I confess: I have been a wine snob. Not in the sense that I have turned up my nose to cheap, inferior wines; on the contrary, I have disdained California vintages and anything over $10.
That’s the main reason I didn’t visit Winston-Salem Wine Market until last year, opting to buy my bottles at grocery stores and wine warehouses in a form of reverse wine snobbery. But I thank Bacchus for leading me into the tall-ceilinged, well-lit shop off Stratford Road in west Winston-Salem, which celebrated its three-year anniversary a few months ago.
The wall of wine is my favorite to peruse: endless options of European, Australian, South African and South American bottles, some with downplayed, traditional labels and others with swaths of color and quirky names. California wines are in the middle — two freestanding aisles with brands I don’t recognize.
For a couple months, I would skirt the perimeter, avoiding wines from the sunny state. Then, my husband gave me a membership to the Wine Market’s wine club for Christmas. For a little more than $40 per month, we get one bottle of red and one bottle of white a month (you can choose two reds instead), plus perks like 15 percent off additional bottles and a $25 match on a wine card, used for the wine-dispensing machine in the store.
January’s red was a cabernet sauvignon called Est. 75 from the Seventy Five Wine Co. in the dreaded Napa Valley, Calif. Each month’s haul comes with a description of the winery and the wine’s tasting notes, and when you join the wine club, you receive a binder to record your own perceptions. There’s even a handy printout of an aroma wheel, which is like a color wheel but with smells.

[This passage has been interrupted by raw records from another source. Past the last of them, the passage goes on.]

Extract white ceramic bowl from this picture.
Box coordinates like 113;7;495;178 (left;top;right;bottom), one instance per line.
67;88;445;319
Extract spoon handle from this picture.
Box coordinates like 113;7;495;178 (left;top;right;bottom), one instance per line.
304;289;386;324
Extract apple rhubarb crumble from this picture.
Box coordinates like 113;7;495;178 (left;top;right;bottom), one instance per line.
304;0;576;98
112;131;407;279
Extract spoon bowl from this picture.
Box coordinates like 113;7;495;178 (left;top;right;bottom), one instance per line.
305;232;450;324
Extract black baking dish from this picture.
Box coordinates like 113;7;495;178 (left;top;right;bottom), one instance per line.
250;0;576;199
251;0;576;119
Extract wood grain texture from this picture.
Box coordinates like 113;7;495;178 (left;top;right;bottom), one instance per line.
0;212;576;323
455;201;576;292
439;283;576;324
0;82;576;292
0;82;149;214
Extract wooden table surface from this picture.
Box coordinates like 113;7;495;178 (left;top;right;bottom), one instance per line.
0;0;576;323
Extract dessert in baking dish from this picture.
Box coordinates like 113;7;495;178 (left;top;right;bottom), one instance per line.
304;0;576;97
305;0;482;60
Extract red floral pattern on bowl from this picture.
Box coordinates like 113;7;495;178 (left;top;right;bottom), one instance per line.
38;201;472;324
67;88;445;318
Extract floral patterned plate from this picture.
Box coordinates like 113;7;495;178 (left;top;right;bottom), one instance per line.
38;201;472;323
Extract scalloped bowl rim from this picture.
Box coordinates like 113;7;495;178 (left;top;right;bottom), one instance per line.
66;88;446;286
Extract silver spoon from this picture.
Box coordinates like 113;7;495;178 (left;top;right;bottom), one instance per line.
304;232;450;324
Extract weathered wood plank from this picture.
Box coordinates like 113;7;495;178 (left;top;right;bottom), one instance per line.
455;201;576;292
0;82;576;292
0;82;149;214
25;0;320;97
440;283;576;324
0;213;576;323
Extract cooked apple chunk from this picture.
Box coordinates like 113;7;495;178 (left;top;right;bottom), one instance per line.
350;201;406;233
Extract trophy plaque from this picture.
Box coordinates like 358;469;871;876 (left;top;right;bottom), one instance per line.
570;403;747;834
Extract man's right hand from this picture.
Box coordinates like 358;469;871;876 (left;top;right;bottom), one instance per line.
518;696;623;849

The Est. 75 smelled like dark berries and tasted like strawberry and raspberry, with hints of smoke or tobacco. I rated it 4 out of 5 stars.
March’s red was Nero Misto (“mixed black”) from Elyse Winery, also from Napa Valley. It had plum aromas, and cherry and dark chocolate flavors. I rated it 4 of 5 as well. Three months in, and the wine club changed my mind about the notoriously pretentious region.
Store owner Bob Kniejski and manager Beth Binder are responsible for choosing each month’s wine club offerings.
“We try to pick the best wines for the best value,” said Binder.
Together, they sample about 30 new wines or vintages a week, and only half make it onto store shelves.
So far, they’re on target. The February red — another California blend, this one from Slo Down Winery in San Francisco — was called Sexual Chocolate and was so good, I found myself buying another bottle of it a month later.
The whites in the wine club this year have ranged from a nuanced white Burgundy from France to an easy-drinking, fruity-floral pinot gris from Oregon. I haven’t liked the whites as much as the reds, but learning what I don’t like is just as informative as discovering what I do.
The best benefit of the wine club is having someone else choose what to imbibe.
“We find things people wouldn’t normally drink themselves,” Kniejski said.
But you don’t have to be in the wine club to discover new wines. Go to one of the free tastings (on Saturdays, they have a beer station, too) or use the wine-dispensing machine, another way to taste vino in small quantities before buying an entire bottle.
The late Bruce Heye from Lewisville, a renowned wine drinker and world traveler, eschewed the traditional 100-point wine scale in favor of personal taste. He once told me: “Everyone should drink whatever wine they like.”
Winston-Salem Wine Market shares the same philosophy, and Kniejski and Binder prove particularly adept at figuring out what people will like.